China’s most powerful inner circle generally meets behind closed doors to discuss the economy on a quarterly basis – in April, July, October and December – with official media releasing tightly controlled statements afterwards.
These public disclosures are brief and reveal little about the internal debate in the meetings. Still, the wording is carefully chosen, offering some clues for observers to interpret Beijing’s thinking and to make calls about the outlook for specific policies.
For instance, the Politburo meeting in December 2017, a month after US President Donald Trump visited Beijing, underscored the leadership’s buoyant mood about China’s economic role in the world. “China has become an important source of power and stabiliser for global economic growth, and China’s influence over the world economy and China’s voice in global governance has greatly improved,” the Politburo said in its statement then. This would allow China to focus on its domestic battles and make efforts to “keep the leverage ratio under control”, the Chinese leaders decided.
But just a few months later, the trade war between China and the US began, with economic growth quickly losing momentum and China’s stock market becoming one of the worst performing in the world.

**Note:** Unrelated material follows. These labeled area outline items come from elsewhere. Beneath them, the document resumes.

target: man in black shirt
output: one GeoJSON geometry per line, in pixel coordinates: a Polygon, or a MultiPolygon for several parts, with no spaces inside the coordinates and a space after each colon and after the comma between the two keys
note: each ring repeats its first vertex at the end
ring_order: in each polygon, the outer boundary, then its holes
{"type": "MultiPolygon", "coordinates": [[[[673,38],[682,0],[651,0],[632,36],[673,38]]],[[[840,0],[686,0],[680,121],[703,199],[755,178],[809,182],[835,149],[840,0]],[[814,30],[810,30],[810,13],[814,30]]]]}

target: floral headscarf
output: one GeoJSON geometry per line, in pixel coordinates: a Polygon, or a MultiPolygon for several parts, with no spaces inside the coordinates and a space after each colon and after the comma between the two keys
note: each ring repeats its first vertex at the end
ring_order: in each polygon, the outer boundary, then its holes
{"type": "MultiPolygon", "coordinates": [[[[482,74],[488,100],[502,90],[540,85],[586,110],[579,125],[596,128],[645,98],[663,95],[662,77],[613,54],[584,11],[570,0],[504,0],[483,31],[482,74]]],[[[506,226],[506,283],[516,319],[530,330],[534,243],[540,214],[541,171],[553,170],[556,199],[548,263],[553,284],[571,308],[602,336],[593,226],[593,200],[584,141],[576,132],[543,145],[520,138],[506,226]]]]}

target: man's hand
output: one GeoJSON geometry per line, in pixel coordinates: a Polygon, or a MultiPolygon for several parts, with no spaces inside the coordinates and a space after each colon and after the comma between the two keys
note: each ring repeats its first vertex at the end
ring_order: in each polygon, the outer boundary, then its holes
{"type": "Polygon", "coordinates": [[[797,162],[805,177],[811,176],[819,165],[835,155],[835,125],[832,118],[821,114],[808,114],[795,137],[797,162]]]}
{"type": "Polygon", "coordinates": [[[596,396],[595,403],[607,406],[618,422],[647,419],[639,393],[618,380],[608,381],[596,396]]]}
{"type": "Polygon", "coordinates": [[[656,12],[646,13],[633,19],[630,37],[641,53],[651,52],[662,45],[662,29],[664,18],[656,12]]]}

Fudan University economics professor Li Weisen said debate was intense among academics and government advisers over the proper course for Chinese economic policy.
“The general consensus is that the Chinese economy is facing downward pressure and the pressure will only grow,” Li said. “But there’s no agreement on what to do about this – some are arguing for boosting investment but others may not agree.
“It’s a very delicate moment.”
The latest Politburo statement also included new lines about protecting the private economy and boosting the stock market. And at a symposium on Thursday, Xi assured a group of private business owners that they would be protected by the party.
At the same time, Wednesday’s statement left out previous comments about accelerating infrastructure investment and regulating the housing market.
Ding Shuang, chief China economist at Standard Chartered, said Beijing was ready to take a pro-growth stance in setting policy.
“Now the priority is to boost infrastructure investment, to cut taxes, and to ease monetary and credit policies ... all will be implemented very quickly,” Ding said.
He said deleveraging, a catchphrase that was once at the centre of China’s economic policy mix, was no longer the priority.
George Magnus, a research associate at the University of Oxford China Centre and author of Red Flags: Why Xi’s China is in Jeopardy, said the tweaks in monetary and fiscal policies would not be enough to lift the Chinese economy out of its troubles.
Magnus said that while Xi had enhanced the control of the state and party in the economy, the right alternative would be “bringing more market mechanisms into play and allowing the state to retreat or lessen so that there could be transfer of wealth from the public to the private sector, a recalibration of the state’s role, and a greater role for private decision-making”.
“That’s easy to say but it’s hugely political and would involve greater reliance on an independent judicial system, neutral contract enforcement, a competition and regulatory environment ... This is simplely not what Xi’s China is about,” he said.